When a 29-year-old woman initially reported to be comatose gave birth, the news broke widely. It should have. This story embodied the statistics of women with disabilities being far more vulnerable to sexual assault than the general population. Story upon story existed, but none stuck out quite like this one.
I could tell you other stories. I can quote statistics about the likelihood of people with disabilities being abused, in general or sexually. I can cite exceptional articles like this one and this one and this one, calling attention to #MeToo for disabled people. I want everyone to know these hard truths.
I also want people to know the stories of abled people who are assaulted and, through the assault, become disabled. We all need to know that sexual violence can leave lasting injuries, even disabling ones. I want us to know stories like mine.
My childhood was hell. I was first raped at age 4. I was pregnant by incestual assault at 12. By high school, I was trafficked by my dad, my body sold like an object to be used. I moved away in college, but my body bore the damage of years of violence.
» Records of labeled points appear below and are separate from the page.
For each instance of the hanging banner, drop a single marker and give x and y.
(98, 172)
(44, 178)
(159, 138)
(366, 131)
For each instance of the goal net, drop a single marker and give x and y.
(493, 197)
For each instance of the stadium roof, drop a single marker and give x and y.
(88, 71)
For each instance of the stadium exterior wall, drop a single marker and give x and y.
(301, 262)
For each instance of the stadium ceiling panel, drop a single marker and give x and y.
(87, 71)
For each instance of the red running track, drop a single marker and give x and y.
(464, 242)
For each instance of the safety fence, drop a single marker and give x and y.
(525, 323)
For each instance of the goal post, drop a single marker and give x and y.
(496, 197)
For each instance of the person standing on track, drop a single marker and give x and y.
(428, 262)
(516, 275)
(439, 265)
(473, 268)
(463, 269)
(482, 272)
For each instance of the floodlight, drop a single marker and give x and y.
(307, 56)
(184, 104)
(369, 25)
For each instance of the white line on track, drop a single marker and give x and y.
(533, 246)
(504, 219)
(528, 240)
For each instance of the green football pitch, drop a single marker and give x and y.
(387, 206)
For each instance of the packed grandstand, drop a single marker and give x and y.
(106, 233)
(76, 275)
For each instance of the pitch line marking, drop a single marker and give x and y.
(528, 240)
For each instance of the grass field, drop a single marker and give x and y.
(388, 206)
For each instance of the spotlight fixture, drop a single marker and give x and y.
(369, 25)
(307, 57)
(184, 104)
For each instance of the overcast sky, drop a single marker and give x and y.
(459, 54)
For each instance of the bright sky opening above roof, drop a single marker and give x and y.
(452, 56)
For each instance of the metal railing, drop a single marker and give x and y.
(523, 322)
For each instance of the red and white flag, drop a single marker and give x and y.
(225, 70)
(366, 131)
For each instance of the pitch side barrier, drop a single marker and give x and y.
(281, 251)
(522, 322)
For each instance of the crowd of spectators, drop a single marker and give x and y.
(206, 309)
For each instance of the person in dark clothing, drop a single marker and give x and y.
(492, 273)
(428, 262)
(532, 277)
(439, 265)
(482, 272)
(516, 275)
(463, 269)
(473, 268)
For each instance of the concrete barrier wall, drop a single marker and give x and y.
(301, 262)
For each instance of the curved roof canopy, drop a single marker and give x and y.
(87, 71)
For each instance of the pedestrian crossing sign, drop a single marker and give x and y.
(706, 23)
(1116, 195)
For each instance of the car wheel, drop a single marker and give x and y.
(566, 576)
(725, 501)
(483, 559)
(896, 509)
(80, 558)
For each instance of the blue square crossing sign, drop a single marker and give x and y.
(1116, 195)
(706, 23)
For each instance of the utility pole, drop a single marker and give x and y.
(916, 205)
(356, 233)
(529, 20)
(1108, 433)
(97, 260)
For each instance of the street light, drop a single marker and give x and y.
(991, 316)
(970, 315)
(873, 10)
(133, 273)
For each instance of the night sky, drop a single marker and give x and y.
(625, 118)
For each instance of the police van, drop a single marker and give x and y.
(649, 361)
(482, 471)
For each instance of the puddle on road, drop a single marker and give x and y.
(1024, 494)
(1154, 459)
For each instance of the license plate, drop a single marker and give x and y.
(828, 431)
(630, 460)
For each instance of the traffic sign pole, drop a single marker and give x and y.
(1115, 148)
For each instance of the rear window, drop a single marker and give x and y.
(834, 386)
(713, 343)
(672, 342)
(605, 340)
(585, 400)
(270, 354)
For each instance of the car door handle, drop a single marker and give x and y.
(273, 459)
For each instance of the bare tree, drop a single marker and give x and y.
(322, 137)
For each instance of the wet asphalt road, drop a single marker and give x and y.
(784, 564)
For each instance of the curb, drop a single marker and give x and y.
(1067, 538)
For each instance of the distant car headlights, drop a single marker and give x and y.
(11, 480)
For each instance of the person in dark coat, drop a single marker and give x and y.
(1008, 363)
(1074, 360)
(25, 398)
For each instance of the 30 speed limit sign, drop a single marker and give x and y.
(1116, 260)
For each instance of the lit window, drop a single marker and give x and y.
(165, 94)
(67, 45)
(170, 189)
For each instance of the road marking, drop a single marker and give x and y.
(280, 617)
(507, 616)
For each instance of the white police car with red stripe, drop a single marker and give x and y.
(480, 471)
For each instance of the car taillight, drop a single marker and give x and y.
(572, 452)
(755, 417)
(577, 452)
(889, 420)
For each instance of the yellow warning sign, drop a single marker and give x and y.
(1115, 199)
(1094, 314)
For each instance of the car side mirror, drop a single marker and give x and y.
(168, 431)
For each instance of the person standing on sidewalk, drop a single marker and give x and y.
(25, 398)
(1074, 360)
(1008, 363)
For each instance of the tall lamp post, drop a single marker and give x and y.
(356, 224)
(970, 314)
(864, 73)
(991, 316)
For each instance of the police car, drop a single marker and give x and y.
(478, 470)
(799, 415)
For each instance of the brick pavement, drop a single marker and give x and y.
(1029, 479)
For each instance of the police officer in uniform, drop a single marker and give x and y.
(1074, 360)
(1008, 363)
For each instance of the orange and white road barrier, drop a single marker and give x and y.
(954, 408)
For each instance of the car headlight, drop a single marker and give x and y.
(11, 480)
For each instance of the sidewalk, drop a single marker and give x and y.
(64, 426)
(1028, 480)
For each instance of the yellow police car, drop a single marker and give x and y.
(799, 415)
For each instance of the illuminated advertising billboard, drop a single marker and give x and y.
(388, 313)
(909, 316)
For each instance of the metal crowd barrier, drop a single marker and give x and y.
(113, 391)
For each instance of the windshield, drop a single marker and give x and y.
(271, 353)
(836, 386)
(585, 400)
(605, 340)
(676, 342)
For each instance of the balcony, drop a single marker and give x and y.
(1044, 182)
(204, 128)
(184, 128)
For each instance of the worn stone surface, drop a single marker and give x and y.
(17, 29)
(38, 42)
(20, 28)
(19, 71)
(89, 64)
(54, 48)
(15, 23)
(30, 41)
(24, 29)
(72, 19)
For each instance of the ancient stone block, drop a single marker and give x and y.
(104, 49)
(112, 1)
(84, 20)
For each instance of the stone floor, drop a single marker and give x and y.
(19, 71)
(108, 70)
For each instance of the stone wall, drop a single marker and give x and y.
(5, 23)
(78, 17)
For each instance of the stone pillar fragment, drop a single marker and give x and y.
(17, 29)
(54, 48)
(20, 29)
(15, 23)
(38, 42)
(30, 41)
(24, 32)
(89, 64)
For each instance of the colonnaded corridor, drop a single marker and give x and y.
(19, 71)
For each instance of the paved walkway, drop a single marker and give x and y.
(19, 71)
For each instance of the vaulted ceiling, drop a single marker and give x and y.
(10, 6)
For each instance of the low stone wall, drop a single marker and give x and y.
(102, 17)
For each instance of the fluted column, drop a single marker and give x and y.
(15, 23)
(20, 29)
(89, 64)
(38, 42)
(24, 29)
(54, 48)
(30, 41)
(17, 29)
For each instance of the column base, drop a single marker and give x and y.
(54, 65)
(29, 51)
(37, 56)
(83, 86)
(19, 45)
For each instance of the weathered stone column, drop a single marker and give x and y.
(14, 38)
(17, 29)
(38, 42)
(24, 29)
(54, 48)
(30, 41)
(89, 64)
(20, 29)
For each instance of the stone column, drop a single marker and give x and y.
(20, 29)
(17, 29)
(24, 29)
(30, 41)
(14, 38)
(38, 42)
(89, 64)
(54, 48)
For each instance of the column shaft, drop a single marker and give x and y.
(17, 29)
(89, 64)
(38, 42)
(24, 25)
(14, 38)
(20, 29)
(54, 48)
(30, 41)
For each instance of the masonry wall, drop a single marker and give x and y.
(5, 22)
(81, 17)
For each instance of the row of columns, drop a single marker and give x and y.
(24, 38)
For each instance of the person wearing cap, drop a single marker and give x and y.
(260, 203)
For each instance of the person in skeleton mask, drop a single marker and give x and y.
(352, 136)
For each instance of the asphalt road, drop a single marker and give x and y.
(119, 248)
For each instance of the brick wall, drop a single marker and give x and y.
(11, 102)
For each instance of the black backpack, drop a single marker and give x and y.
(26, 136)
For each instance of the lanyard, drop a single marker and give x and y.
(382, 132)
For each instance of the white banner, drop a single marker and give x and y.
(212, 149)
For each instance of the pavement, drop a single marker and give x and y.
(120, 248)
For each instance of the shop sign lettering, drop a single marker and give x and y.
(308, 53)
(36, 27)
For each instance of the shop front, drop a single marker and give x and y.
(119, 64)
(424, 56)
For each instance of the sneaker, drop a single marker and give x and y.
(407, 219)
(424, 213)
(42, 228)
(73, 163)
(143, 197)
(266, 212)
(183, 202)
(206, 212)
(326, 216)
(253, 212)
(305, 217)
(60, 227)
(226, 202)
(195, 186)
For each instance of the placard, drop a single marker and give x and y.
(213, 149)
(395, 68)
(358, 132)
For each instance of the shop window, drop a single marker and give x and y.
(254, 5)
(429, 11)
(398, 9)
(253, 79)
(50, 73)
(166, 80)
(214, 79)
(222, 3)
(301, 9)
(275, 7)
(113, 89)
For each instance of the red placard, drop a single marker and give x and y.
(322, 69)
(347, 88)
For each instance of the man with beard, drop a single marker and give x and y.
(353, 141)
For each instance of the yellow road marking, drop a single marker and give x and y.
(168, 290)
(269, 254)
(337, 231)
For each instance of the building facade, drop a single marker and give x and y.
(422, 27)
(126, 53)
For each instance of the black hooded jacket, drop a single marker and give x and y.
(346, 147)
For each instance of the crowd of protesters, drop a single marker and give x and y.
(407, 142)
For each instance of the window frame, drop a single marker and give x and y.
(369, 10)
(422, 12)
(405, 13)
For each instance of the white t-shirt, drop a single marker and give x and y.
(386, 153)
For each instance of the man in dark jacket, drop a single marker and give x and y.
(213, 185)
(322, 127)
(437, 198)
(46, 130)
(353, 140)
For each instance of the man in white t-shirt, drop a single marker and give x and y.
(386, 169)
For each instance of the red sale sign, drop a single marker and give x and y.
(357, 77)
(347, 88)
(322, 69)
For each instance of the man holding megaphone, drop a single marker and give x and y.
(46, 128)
I could pass for abled until recently. Then in 18 months I had seven surgeries, all while doing intense trauma work with a trained therapist. My body was telling stories of abuse, and my words were catching up, naming the abuse that matched each injury.
Along with my physical disabilities from untreated trauma, I live with autoimmune conditions that can be disabling. I used to think they were a fluke, but then I read the research of Bessel van der Kolk and the findings of the ACES study. My diagnoses are consistent with their conclusions. Childhood abuse, especially incest, is highly correlated with the body turning on itself, like mine does by attacking the lining of my joints – known as rheumatoid arthritis.
Disabled people are used to intrusive questions, but mine come with an awkward twist. When someone asks “what happened to you?” they aren’t expecting domestic violence to be my answer. I answer without shame, even if they stammer in response.
While the causes of my disabilities were horrific, I don’t need apologies from strangers. Usually they motion toward my cane as they tell me how sorry they are that I need it. I’m not bothered by my mobility aids, though. They give me freedom; rapes are what gave me pain.
When people comment “her life is ruined now,” about a survivor of sexual violence, they’re wrong. My life is changed, yes, but nothing about me is ruined. While what happened to me could be called a tragedy, my cane and walker and wheelchair are tools of health and wholeness; they are not tragedies.
I experience grief for what I endured woven with pride in who I am today. I’m unapologetically disabled. I was horrifically violated. Both are true at the same time. I’m often full of sorrow or rage or both about what I had to survive, but life is beautiful. Living in the fullness of my story, proud of my resilience, is healing.
This confuses some people. I’m supposed to be furious, they think, not proud. But why not both? I’m proud of my identity as a disabled woman within the rich community of people who fit under the umbrella of disability, an umbrella under which everyone will one day find shelter, if they live long enough for the aging process to usher them into our club. I’m also furious at the events and people who caused my disabilities. We try to make far too many either/or dichotomies, but the messy way of life involves living in the paradoxical tension of both/and.
It is good to be angry when a 29-year-old Native and disabled woman, having spent the last 26 years in the care of a health facility for chronically ill and intellectually disabled patients in Arizona, gives birth unexpectedly after being in a near vegetative state for more than a decade. It is good to be angry about that disabled people are more than three times as likely to experience violent assault than abled people. It is good to be angry that women with intellectual disabilities are seven times more likely to experience sexual violence.
But their disabilities are not what’s wrong or worthy of anger. No, it’s the actions and evil of those who chose to attack them.
Likewise, it is good to be angry about sexual violence resulting in permanent bodily or emotional disabilities, and it’s good to grieve the losses involved. But for me, the disabilities aren’t wrong or worthy of anger by themselves. No, the actions rendered by those who attack the soul and body sexually are wrong and so very worthy of our fury.
I am a survivor and proud, though I hate what I endured to live.
Likewise, I am disabled and proud, though I hate parts of the path that led me here.